CZ/SK verze

CER Welcomes EU Council’s Rail Capacity Regulation but Cites Areas for Improvement

CER Welcomes EU Council’s Rail Capacity Regulation but Cites Areas for Improvement
photo: / Public domain/EU flag
24 / 06 / 2024

EU Transport Ministers today agreed on a General Approach to the Proposal for a Regulation on the use of railway infrastructure capacity and noted the progress on the Combined Transport and Weights & Dimensions Directives. Part of the Greening Freight Transport Package, this legislation is vital to the rail sector as its impact will bring forward crucial changes to modal shift.

The Community of European Railway & Infrastructure Companies (CER) welcomes the Council’s General Approach as an important step towards the negotiations with the European Parliament but sees several areas of concern.

Regulation on the use of railway infrastructure capacity

A harmonized EU approach to capacity management is essential to facilitate the rapid expansion of cross-border rail transport at a time of scarce capacity. CER therefore regrets to see an explicit reference to the non-bindingness of European Frameworks in the Regulation proposal and urges Member States to ensure their effective implementation. CER welcomes the new coordination dialogue foreseen between Member States, European Coordinators, and the European Commission. However, it is also necessary to ensure a specific coordination mandate in the case of national guidance on conflict resolution to facilitate cross-border traffic. Moreover, the necessary EU funding must be available to implement the Regulation, especially given the new European governance structure. CER also regrets the prolonged enforcement timelines introduced in the Regulation. The rail sector supports the original deadlines proposed by the Commission (i.e. 2026 for most of the Regulation and 2029 for certain provisions of capacity management). Finally, CER appreciates the inclusion of Infrastructure Manager consultation with operational stakeholders as a constant and participative dialogue. This will be a key to success, however, we believe the Regulation should include a dedicated new platform representing the applicants requesting capacity – in particular railway undertakings – as a counterpart equivalent to the European Network of Infrastructure Managers (ENIM).

Weights & Dimensions Directive

CER welcomes the intention to promote the decarbonization of road freight, which was duly recognized in the previous amendments of the Weights and Dimensions Directive, allowing for the additional weight of zero-emission powertrains on Heavy Goods Vehicles. However, the most recent revision proposal leads to several consequences that have not been fully assessed. CER and other European organizations have ceaselessly alerted to this fact, particularly the serious risk of inducing a modal shift of freight from rail to road, which is inconsistent with the need to decarbonize road transport and safeguard the highest possible safety standards in land transport. The debate in the Council has added to these concerns, particularly regarding the impact on road infrastructure and road safety, both requiring additional investment from Member States. The proposal requires a further thorough assessment of its multiple impacts and, ultimately, of its added value, considering the already adopted measures to promote zero-emission vehicles in the Directive currently in force.

Combined Transport Directive

The proposal to revise the Combined Transport Directive is essential to enhance intermodality.
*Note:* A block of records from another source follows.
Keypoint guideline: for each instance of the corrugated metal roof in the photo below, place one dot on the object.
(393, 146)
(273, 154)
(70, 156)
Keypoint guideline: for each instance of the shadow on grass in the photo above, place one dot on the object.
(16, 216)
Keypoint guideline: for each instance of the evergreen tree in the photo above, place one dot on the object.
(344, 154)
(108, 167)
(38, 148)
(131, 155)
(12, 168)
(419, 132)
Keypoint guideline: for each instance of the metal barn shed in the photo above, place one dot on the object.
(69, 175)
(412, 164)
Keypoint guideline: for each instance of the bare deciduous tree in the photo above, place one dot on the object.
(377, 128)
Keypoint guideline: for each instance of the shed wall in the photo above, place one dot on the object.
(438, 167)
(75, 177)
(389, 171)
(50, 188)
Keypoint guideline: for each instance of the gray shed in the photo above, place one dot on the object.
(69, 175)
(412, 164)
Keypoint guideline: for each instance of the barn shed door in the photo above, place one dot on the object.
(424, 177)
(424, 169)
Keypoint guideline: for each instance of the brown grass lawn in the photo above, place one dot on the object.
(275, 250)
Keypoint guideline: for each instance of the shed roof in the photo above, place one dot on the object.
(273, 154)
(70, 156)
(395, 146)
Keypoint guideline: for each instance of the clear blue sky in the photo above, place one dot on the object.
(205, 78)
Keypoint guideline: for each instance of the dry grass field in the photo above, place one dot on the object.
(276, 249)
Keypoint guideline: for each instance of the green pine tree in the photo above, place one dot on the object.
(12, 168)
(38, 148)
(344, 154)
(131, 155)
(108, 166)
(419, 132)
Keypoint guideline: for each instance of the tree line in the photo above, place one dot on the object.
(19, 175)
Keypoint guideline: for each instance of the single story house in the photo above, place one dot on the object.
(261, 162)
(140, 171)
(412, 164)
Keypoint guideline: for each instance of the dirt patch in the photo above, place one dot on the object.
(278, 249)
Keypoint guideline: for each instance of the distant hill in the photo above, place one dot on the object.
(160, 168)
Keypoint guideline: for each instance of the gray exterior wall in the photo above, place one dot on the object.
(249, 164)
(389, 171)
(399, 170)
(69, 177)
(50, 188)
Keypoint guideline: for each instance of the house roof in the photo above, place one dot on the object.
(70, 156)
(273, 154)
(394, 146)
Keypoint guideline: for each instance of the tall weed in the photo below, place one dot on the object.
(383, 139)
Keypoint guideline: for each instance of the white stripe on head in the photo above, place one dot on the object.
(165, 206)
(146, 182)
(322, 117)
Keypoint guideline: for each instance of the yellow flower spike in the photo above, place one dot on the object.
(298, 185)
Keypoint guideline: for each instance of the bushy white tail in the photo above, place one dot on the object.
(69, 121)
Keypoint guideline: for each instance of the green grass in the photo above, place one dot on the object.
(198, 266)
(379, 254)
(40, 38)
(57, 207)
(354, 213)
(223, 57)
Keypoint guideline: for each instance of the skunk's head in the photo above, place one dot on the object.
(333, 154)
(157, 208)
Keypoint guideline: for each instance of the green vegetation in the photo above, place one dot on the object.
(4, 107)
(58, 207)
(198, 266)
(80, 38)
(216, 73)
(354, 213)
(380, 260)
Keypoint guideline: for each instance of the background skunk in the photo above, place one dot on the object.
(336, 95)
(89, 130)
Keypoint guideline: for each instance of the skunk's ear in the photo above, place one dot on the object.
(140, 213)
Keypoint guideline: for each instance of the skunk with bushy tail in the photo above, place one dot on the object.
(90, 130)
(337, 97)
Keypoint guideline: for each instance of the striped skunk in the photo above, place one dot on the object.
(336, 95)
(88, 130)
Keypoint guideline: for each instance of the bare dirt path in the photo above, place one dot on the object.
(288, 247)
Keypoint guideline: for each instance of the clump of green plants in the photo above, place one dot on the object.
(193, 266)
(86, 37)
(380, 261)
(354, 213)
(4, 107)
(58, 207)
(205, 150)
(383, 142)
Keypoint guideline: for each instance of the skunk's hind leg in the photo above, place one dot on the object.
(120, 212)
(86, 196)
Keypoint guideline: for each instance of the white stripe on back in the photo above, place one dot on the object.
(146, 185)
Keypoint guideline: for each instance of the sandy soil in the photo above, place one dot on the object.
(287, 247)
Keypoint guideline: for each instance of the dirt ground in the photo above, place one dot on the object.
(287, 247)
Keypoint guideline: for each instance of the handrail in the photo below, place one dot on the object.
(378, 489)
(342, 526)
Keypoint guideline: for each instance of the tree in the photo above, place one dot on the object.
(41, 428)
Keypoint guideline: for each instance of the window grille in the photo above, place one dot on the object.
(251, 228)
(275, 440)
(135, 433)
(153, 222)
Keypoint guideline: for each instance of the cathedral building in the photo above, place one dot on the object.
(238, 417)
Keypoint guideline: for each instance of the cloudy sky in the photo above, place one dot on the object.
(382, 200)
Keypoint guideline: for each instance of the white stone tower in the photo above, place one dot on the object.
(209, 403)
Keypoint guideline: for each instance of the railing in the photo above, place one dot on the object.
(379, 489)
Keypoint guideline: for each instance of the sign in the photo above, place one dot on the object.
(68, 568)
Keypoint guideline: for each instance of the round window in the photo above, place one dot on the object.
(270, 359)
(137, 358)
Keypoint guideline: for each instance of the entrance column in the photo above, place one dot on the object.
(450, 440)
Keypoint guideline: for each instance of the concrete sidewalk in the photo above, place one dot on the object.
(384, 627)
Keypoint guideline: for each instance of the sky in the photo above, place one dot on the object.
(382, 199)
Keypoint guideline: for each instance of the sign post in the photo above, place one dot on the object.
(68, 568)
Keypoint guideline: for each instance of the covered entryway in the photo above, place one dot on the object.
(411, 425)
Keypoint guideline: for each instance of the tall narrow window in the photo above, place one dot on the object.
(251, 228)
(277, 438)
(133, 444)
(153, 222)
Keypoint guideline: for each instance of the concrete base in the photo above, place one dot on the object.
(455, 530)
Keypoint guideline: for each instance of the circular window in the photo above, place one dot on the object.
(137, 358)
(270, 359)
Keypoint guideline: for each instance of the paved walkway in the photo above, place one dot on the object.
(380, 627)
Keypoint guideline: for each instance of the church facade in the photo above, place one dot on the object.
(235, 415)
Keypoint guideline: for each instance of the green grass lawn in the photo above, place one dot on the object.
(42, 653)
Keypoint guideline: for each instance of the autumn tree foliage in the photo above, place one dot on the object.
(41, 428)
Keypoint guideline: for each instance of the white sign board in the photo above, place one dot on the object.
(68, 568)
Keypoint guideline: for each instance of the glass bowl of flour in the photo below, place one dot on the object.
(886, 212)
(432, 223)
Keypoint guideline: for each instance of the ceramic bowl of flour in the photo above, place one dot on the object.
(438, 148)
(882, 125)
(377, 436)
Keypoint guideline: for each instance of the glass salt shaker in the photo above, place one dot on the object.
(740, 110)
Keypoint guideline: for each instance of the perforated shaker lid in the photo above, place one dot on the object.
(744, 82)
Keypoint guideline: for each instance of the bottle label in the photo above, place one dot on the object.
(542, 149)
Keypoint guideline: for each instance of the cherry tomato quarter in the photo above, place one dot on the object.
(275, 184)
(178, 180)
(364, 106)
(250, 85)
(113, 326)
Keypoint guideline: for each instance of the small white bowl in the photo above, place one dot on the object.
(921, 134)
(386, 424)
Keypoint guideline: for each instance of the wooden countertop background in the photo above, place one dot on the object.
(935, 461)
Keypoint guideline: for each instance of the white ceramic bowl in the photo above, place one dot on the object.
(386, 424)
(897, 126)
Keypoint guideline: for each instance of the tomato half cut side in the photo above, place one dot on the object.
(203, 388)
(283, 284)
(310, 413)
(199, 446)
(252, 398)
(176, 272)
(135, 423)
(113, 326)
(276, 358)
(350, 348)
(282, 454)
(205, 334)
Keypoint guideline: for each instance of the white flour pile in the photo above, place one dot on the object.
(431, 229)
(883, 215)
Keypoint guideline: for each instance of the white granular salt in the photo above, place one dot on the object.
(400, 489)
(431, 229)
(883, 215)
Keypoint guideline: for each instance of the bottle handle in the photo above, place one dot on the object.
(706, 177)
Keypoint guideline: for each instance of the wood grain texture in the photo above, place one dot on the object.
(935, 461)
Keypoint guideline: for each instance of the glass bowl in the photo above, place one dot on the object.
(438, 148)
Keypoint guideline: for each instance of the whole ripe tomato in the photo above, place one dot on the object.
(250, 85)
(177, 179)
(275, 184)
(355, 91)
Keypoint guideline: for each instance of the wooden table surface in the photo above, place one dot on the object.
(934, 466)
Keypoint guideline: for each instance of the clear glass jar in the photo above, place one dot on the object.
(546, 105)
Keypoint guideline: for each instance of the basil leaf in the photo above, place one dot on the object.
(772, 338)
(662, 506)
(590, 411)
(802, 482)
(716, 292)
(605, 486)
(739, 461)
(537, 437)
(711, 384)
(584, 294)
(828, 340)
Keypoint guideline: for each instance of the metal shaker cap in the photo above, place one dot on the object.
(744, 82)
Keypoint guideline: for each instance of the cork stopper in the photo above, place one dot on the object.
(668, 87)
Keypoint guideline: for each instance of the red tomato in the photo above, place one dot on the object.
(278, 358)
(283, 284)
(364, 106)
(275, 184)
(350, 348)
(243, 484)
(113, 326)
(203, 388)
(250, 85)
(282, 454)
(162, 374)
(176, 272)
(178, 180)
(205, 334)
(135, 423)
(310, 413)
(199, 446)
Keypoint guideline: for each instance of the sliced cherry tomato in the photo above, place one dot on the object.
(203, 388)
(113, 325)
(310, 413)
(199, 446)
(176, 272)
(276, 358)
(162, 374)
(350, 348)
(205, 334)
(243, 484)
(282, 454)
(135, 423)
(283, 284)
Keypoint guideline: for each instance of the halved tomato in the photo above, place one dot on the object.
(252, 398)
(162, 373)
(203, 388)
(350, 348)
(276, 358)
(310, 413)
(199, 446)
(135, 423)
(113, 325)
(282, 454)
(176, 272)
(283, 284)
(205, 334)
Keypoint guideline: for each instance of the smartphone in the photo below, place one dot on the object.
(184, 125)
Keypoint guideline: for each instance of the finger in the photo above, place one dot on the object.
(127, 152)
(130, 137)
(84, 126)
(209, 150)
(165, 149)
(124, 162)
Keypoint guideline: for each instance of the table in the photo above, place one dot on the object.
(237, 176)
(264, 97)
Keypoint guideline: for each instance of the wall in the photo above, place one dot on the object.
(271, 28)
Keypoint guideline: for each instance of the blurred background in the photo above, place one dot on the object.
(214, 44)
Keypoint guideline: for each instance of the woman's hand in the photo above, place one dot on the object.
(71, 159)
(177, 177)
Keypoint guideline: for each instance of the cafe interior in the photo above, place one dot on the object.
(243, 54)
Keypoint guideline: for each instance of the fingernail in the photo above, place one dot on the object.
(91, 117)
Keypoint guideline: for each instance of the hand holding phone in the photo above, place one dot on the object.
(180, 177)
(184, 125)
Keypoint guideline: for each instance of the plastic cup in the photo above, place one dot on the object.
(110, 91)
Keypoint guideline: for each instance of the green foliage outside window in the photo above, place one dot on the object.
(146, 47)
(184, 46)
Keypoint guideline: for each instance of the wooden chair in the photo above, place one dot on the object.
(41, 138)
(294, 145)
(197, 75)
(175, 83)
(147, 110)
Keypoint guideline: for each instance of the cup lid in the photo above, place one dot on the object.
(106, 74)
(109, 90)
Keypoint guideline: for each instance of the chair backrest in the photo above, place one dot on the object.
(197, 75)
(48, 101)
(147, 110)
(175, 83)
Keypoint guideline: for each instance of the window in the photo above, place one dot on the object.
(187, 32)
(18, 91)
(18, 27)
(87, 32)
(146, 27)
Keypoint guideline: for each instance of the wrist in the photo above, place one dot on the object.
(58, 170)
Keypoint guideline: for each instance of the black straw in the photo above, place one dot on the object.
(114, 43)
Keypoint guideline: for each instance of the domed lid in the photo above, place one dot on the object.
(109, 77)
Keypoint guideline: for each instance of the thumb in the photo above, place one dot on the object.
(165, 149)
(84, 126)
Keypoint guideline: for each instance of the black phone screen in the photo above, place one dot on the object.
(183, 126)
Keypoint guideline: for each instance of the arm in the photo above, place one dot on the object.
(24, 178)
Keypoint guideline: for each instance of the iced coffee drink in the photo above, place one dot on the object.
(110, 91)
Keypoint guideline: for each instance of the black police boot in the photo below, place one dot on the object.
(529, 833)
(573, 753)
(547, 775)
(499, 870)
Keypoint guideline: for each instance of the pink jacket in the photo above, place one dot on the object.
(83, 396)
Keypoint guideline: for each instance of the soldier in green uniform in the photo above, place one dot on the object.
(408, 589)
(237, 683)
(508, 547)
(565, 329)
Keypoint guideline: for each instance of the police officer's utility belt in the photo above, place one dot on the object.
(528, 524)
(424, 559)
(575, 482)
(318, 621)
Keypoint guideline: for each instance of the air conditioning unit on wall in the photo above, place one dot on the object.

With the correct incentives set in place, it can contribute to reducing transport externalities and create synergies between policies, such as the promotion of zero-emission vehicles, which may optimally be combined with long-haul trips over rail. The search for a more intuitive definition of Combined Transport must also keep track of the need to reward the operations that achieve the highest possible external cost savings. Creating more certainty through a new definition must not open the door to misleading incentives claiming support in operations involving extremely extensive road legs – a concern recognized by several Member States in the Council. It is, therefore, crucial to keep safeguarding provisions already set in the Directive, such as maintaining the 150km radius for road legs to ports. CER encourages legislators to bear this in mind while proceeding forward.

CER Executive Director Alberto Mazzola said, "Today’s Council discussions pave the way for new important developments for the rail sector. We thank Member States for their efforts, particularly the Belgian Presidency for its good work over the past months. However, there are further improvements to be made and CER would like to see harmonization of capacity management processes across Europe; in particular, it is necessary to ensure a specific coordination mandate in the case of national guidance on conflict resolution to facilitate and not block cross-border traffic. Time is of the essence and we need to do it right if we want to optimize and boost existing capacity to meet the increasing demand."